Dvořák
Stabat Mater, Op.58

Rachel Willis-Sørensen (soprano), Violeta Urmana (mezzo-soprano), Dmytro Popov (tenor) & Matthew Rose (bass)

Tanglewood Festival Chorus

Boston Symphony Orchestra
Andris Nelsons

BSO performance of Dvořák’s Stabat Mater, led by BSO Music Director Andris Nelsons and featuring the Tanglewood Festival Chorus and soloists soprano Rachel Willis-Sørensen, mezzo-soprano Violeta Urmana, tenor Dmytro Popov, and bass Matthew Rose
Photograph: Winslow Townson The evening opened on a suitably somber note, with a deeply moving account of ‘Nimrod’ from Elgar’s Enigma Variations, performed in memory of André Previn, who passed away on February 28. Previn and the Boston Symphony Orchestra enjoyed a decades-long relationship, dating back to August 1977 at Tanglewood, and continuing through his final appearances as a pianist with the Boston Symphony Chamber Players in August 2009.

After the Elgar came Dvořák’s Stabat Mater, a relatively early work, seldom heard. Prior to this week’s performances, the BSO had programmed the work on only two occasions – under Seiji Ozawa in 1980 in Boston, and in a single performance lead by Arthur Nikisch in Louisville in 1891.

The piece is a passionate and powerful setting of the thirteenth-century Latin poem, which depicts Mary’s sorrow at the crucifixion of her son Jesus.
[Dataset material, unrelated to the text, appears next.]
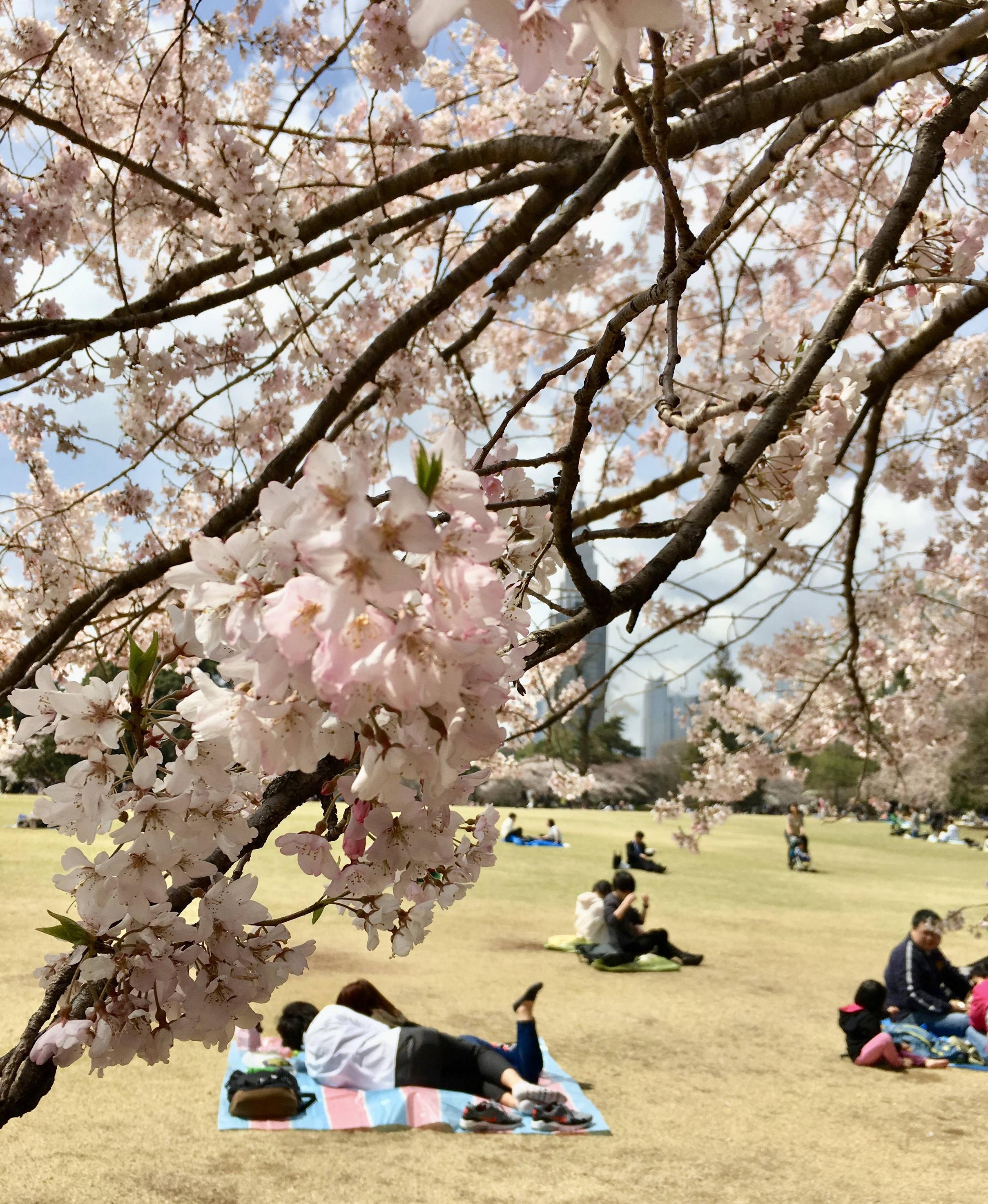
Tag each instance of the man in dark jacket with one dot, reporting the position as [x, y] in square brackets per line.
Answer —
[922, 984]
[638, 856]
[626, 927]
Written in 1876-1877 in response to the deaths of three of the composer’s children, the expansive composition (close to ninety minutes) is rife with laudable moments. The immense, exceedingly dramatic choral and orchestral writing is frequently thrilling, as are some highly attractive stretches of solo vocal music. And there are also many gorgeous passages of pianissimo music.

BSO performance of Dvořák’s Stabat Mater, led by BSO Music Director Andris Nelsons and featuring the Tanglewood Festival Chorus and soloists soprano Rachel Willis-Sørensen, mezzo-soprano Violeta Urmana, tenor Dmytro Popov, and bass Matthew Rose
Photograph: Winslow Townson Andris Nelsons led an ardent, absorbing and extraordinarily well-paced performance. He emphasized the work's dynamics to perfectly convey the more dramatic passages and enhance the occasionally pedestrian scoring. He alternately lingered or sped-up tempos when appropriate, and drew attention to the numerous finer details in Dvořák’s smooth-flowing invention, as well as perfectly balancing the four vocal soloists with those of the large chorus and the crisp sounds of the pared-down orchestra, strings displaying a wonderful satiny sheen, winds playing with brilliant clarity, interweaving in the first and final movements to produce a rich musical tapestry.

The one-hundred-plus members of the Tanglewood Festival Chorus sang with great sensitivity and refinement, especially in the beautifully articulated and tenderly conveyed ‘Eia, Mater’ (‘Ah Mother’). Rachel Willis-Sørensen brought a bright soprano and Violeta Urmana’s richly resonant mezzo dispatched ‘Inflammatus et ascensus’ with convincing passion. Dmytro Popov’s gleaming tenor was especially impressive in his fervent dialogue with the Chorus in ‘Fac me vere tecum flere’, but the most inspiring singing was Matthew Rose’s in his deeply felt rendering of ‘Fac, ut ardet cor meum’.